Когда открыла глаза, в комнате было темно. До меня донесся шепот: один голос — низкий, звучный принадлежал Савине, а другой — незнакомый, мужской. Я как ошпаренная хотела повернуться и посмотреть, кто это такой, но Донка не дала.

— Спи! — тихо сказала она у самого моего уха.

«Не буду!» — захотелось мне крикнуть, но я осталась лежать неподвижно. Я улавливала каждое поскрипывание кровати Савины. Горячий, сжигающий стыд обливал меня. Я слегка откинула одеяло и лбом прижалась к шероховатой стене. Ее холод несколько успокоил меня. Неужели Донка и Савина совсем не такие, какими я их считала, неужели это и есть та самая тайна? Как же мне теперь жить?

Я все спрашивала себя! Безмолвные вопросы звенели в моей голове среди необычной и страшной тишины комнаты, в которой никто не спал.

— Тебе удобно? — вдруг услышала я голос Савины.
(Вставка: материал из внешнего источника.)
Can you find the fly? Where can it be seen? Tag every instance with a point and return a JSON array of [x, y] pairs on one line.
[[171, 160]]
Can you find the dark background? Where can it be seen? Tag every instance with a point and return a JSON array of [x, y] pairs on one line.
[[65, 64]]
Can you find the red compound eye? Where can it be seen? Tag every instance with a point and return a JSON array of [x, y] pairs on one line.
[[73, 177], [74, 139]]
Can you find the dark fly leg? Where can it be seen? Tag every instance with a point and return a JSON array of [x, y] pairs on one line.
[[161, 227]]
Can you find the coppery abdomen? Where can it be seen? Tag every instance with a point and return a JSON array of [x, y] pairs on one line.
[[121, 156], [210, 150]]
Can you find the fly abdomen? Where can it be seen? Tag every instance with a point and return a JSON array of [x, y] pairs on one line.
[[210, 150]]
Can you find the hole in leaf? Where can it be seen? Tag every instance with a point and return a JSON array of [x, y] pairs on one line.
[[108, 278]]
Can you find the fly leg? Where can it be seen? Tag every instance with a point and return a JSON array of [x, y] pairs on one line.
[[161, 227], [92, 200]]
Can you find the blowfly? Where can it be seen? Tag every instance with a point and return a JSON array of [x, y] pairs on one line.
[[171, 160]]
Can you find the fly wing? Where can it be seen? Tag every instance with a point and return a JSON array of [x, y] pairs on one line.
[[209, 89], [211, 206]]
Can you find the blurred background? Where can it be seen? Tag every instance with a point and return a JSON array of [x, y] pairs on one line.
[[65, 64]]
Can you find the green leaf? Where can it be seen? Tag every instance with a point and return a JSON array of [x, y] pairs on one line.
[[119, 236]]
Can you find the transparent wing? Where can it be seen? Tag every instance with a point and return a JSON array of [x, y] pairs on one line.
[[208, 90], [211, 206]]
— Удобно! — ответил незнакомец.

— Тесно!

Мужчина улыбнулся. Правда, я не видела его, но знала, чувствовала — он улыбнулся. Меня охватила злость — черная, как мрак, глубокая, как тишина этой бессонной ночи в нашей полуподвальной комнате. Я ненавидела и Донку, и Савину, ненавидела и себя за собственную наивность и глупую доверчивость.

Время текло медленно, как никогда медленно. Я уснула лишь на рассвете. Проснувшись, сразу же вспомнила обо всем и подумала, что, наверное, это был сон. Я лежала и восстанавливала в памяти, как Донка встретила меня у проходной, как говорила о чем-то туманном и непонятном. Я приподнялась на локтях, надеясь увидеть на кровати напротив лишь Савину, даже если и то, что произошло ночью, не было сном.
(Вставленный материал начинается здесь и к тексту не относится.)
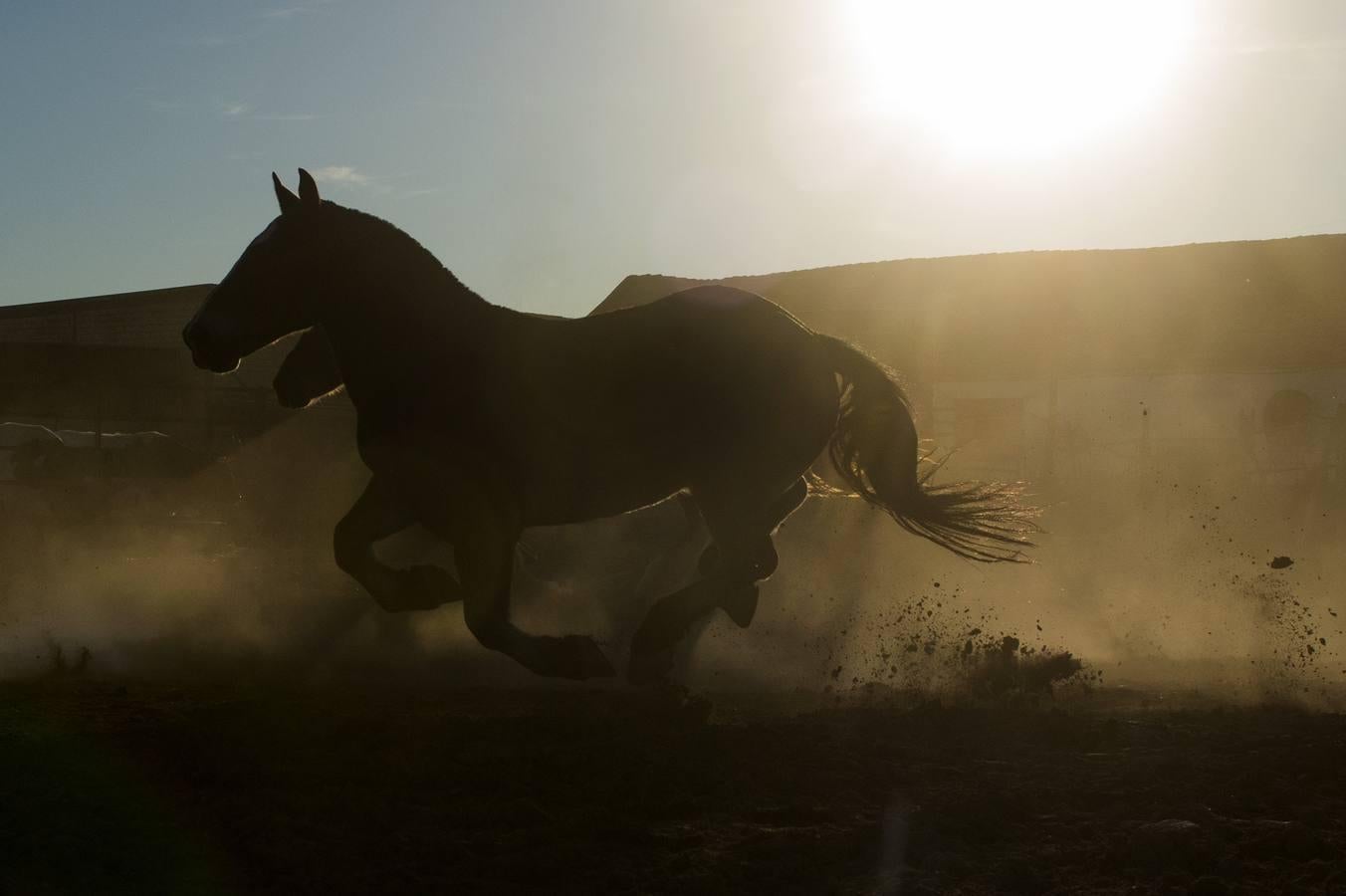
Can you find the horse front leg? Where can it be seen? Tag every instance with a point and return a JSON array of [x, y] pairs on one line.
[[485, 556], [378, 514]]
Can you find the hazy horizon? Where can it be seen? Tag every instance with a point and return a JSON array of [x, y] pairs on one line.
[[544, 152]]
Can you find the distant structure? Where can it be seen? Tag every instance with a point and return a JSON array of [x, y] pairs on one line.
[[115, 363]]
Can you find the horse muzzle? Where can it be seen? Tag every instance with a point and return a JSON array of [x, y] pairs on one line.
[[209, 356]]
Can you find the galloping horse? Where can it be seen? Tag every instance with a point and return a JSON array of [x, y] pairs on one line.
[[478, 421]]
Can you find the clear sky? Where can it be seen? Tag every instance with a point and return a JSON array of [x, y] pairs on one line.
[[543, 149]]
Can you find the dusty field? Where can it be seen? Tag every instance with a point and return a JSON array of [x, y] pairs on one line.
[[272, 787]]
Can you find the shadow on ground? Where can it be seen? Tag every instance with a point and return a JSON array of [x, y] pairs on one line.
[[369, 787]]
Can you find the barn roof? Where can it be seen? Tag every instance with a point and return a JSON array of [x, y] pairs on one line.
[[1272, 305], [148, 319]]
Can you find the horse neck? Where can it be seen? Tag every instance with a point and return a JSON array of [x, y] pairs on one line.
[[388, 329]]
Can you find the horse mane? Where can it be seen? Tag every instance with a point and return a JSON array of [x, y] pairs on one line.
[[392, 255]]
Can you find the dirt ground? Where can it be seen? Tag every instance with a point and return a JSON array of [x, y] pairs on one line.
[[375, 785]]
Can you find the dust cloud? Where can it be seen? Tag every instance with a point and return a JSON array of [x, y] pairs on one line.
[[1165, 565]]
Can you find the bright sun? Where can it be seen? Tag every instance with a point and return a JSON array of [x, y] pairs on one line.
[[1009, 79]]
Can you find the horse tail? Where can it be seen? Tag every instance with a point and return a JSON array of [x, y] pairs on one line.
[[875, 451]]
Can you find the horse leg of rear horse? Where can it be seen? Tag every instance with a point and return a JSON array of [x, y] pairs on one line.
[[485, 555], [739, 558], [378, 514]]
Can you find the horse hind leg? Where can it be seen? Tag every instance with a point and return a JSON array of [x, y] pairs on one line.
[[750, 554], [378, 514], [739, 558]]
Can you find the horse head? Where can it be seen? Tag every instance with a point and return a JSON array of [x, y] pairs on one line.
[[271, 291]]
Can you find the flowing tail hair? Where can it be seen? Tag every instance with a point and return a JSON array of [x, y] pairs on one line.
[[876, 454]]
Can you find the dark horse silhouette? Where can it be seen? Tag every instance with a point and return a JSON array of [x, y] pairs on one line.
[[478, 421], [309, 373]]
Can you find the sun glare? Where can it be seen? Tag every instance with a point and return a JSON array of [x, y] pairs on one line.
[[1023, 79]]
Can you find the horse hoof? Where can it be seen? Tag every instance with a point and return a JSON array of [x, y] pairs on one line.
[[741, 605]]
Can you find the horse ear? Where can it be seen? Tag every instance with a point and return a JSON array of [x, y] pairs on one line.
[[289, 201], [307, 190]]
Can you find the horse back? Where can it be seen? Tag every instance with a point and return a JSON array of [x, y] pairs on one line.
[[620, 409]]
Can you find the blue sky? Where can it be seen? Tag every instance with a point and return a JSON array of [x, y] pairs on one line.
[[543, 149]]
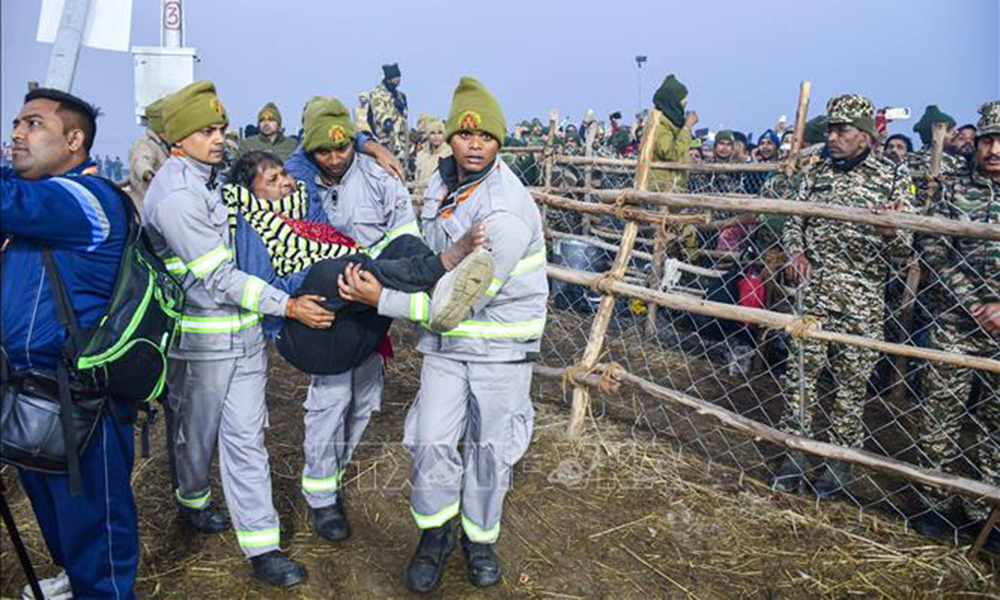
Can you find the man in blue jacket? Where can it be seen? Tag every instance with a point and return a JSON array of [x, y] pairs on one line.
[[51, 199]]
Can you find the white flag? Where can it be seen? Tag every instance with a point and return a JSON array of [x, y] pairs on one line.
[[109, 24]]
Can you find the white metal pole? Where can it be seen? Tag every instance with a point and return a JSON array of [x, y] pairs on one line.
[[66, 50]]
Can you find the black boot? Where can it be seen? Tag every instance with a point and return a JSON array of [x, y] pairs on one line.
[[834, 481], [790, 477], [481, 562], [330, 522], [205, 520], [427, 563], [933, 525], [277, 569]]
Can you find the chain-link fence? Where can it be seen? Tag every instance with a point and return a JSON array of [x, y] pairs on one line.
[[879, 350]]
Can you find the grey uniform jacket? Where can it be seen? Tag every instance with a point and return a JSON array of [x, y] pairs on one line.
[[368, 204], [188, 225], [508, 321]]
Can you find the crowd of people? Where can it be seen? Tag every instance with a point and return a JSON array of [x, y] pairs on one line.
[[312, 240]]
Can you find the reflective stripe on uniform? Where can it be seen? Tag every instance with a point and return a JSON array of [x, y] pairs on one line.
[[251, 293], [410, 228], [438, 519], [322, 484], [230, 324], [479, 535], [260, 538], [420, 307], [176, 266], [528, 264], [493, 329], [197, 503], [205, 264]]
Через южное окошко врывалась полоска серого света. Странно, восточное окошко было закрыто газетой и задернуто занавеской. Но это вполне естественно, ведь ночью-то здесь был мужчина. Я увидела белое лицо Савины, мягкую линию ее спины; и рядом с ней — чью-то щупленькую, затерявшуюся в складках одеяла фигурку. Тонкая худая рука слегка откинула одеяло и показалась темноволосая голова мужчины. Я ладонью прижала губы, до боли закусила их и в тот же миг встретила взгляд черных, бодрствующих, уставившихся на меня глаз. Как будто вся тревога теплой летней ночи притаилась в этих больших, спокойных, несколько грустных и насмешливых глазах.
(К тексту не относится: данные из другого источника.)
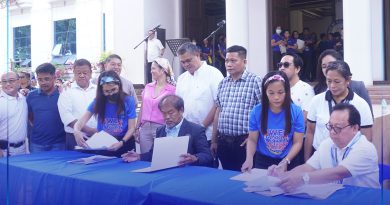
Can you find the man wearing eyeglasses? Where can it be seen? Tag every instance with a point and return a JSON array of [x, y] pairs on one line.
[[301, 92], [73, 102], [13, 116], [346, 157]]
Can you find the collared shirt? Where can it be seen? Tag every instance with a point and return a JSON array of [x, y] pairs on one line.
[[13, 110], [174, 131], [236, 99], [73, 103], [154, 49], [150, 110], [361, 161], [199, 92], [128, 88], [319, 113], [47, 126]]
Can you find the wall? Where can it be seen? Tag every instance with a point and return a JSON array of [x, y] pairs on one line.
[[168, 14]]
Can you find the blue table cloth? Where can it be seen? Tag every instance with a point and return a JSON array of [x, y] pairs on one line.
[[47, 178]]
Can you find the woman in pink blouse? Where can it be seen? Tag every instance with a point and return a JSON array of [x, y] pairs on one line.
[[150, 117]]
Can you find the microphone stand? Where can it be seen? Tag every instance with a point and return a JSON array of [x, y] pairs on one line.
[[146, 50], [212, 34]]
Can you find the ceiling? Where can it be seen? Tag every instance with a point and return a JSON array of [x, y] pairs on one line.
[[315, 9]]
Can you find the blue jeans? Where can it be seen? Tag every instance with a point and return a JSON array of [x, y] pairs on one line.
[[42, 148]]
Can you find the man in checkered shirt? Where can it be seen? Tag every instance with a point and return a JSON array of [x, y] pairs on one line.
[[237, 95]]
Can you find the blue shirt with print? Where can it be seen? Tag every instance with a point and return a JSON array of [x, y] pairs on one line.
[[275, 144], [277, 38], [116, 125]]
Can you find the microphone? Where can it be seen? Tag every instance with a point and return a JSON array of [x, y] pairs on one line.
[[154, 29], [221, 23]]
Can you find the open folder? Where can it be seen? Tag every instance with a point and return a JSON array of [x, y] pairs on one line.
[[166, 153], [99, 141]]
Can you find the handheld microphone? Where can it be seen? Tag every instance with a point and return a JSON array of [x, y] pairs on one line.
[[221, 23]]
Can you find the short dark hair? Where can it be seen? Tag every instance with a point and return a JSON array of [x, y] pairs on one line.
[[341, 67], [265, 105], [298, 62], [321, 85], [354, 115], [176, 101], [82, 62], [237, 49], [187, 48], [46, 68]]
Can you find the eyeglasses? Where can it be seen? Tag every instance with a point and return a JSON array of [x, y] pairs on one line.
[[285, 64], [109, 79], [336, 129], [10, 81], [111, 91]]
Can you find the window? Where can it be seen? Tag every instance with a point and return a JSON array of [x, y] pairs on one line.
[[22, 43], [65, 34]]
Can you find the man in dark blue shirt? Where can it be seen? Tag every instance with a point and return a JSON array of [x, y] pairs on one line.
[[47, 128]]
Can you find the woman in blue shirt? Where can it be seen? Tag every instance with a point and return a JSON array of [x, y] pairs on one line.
[[276, 127], [115, 112], [276, 41]]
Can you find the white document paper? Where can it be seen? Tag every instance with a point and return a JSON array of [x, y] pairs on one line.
[[316, 191], [100, 141], [263, 183], [268, 186], [166, 153], [91, 159], [255, 173]]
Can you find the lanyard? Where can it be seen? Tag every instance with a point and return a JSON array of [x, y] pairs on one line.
[[333, 153]]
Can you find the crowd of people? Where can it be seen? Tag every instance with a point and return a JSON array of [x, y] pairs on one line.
[[305, 44], [303, 135]]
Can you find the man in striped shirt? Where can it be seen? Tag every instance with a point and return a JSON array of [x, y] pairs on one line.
[[237, 95]]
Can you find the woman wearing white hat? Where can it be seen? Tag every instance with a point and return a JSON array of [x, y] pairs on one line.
[[150, 117]]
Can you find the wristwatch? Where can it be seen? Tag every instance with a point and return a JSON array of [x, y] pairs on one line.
[[306, 178]]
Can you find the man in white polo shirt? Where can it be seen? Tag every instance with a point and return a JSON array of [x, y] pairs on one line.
[[301, 92], [13, 116], [155, 49], [74, 101], [346, 157], [198, 87]]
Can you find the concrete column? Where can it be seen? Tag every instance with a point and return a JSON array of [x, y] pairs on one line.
[[377, 36], [258, 37], [237, 24], [127, 23], [339, 9], [42, 32], [241, 14], [89, 29], [296, 21], [358, 39], [4, 28]]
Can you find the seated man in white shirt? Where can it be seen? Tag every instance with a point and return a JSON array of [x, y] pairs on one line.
[[74, 101], [13, 116], [346, 157]]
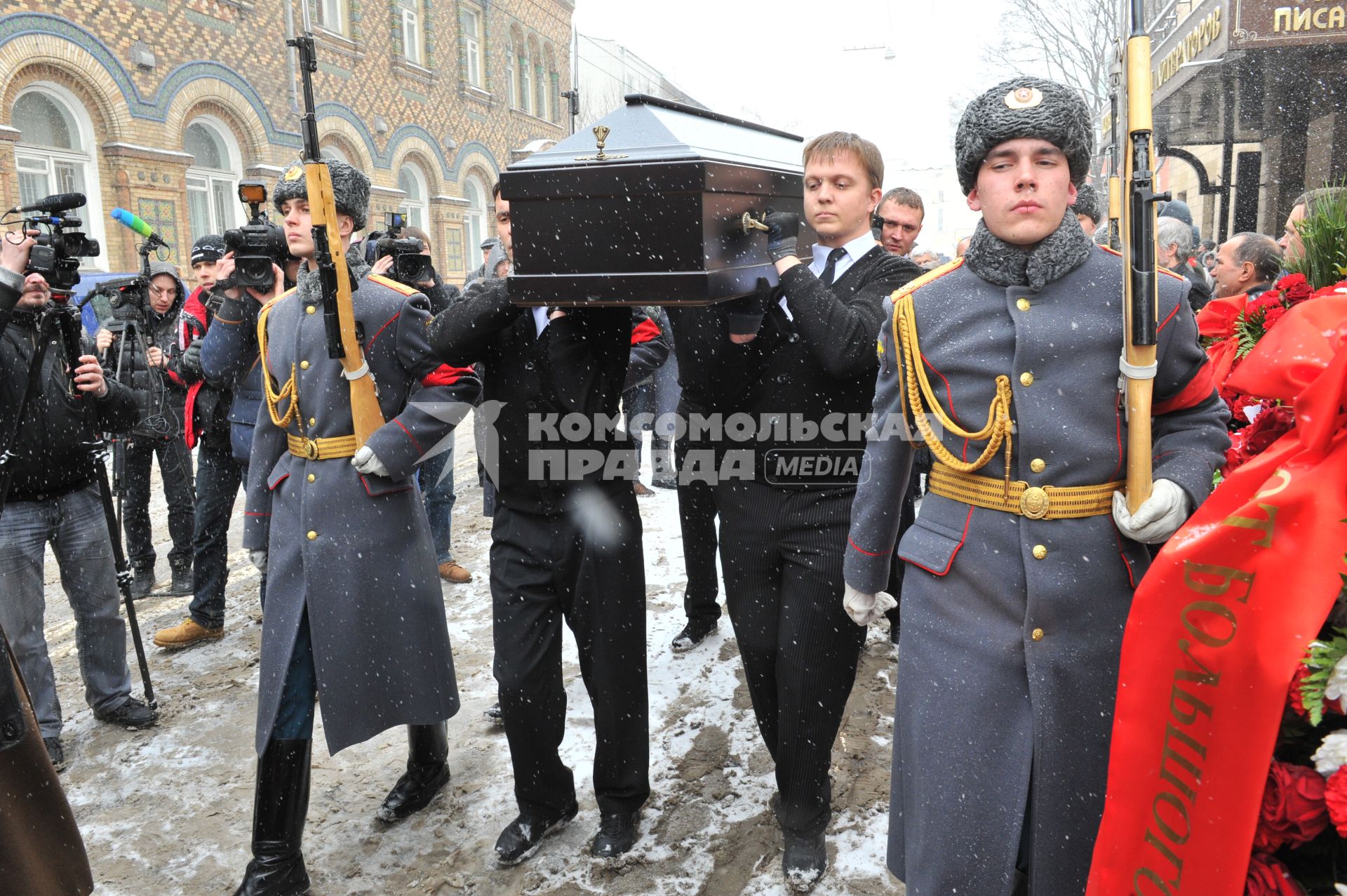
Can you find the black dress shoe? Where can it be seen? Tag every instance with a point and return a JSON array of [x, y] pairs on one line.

Резким движением я натянула на себя одеяло и откинулась на жесткую подушку. Меня волновало то, как же я теперь оденусь, что это за мужчина, что он делает в постели Савины, в нашей комнате, почему он ворвался в нашу жизнь вообще?

Я не видела, когда проснулись Донка и Савина. Не знаю, спали ли они или нет. Они поднялись одновременно. Донка коснулась моего плеча:

— Пора!

Ее бледное лицо было спокойным, а глаза смотрели на меня выжидающе.

Укрывшись одеялом, незнакомец лежал лицом к стене. Из-под одеяла виднелись его брюки и ступни ног в серых шерстяных носках. Под кроватью я заметила грубые черные полуботинки, а под подушкой — пальто. Он спал одетый.

Савина сняла ночную рубашку, они с Донкой быстро оделись, как обычно. Вновь обратились ко мне:

— Ежик, поднимайся!

Убедившись еще раз, что незнакомец не смотрит на нас, я вскочила и молниеносно оделась.

— Не спеши, — сказала Савина, — платье одеваешь навыворот!

Я почувствовала, что мое лицо залилось краской. Схватила завтрак — ломоть хлеба и виноград — и выскочила во двор. Савина задерживалась. На работу мы пошли с Донкой. Я сторонилась ее, шла молча.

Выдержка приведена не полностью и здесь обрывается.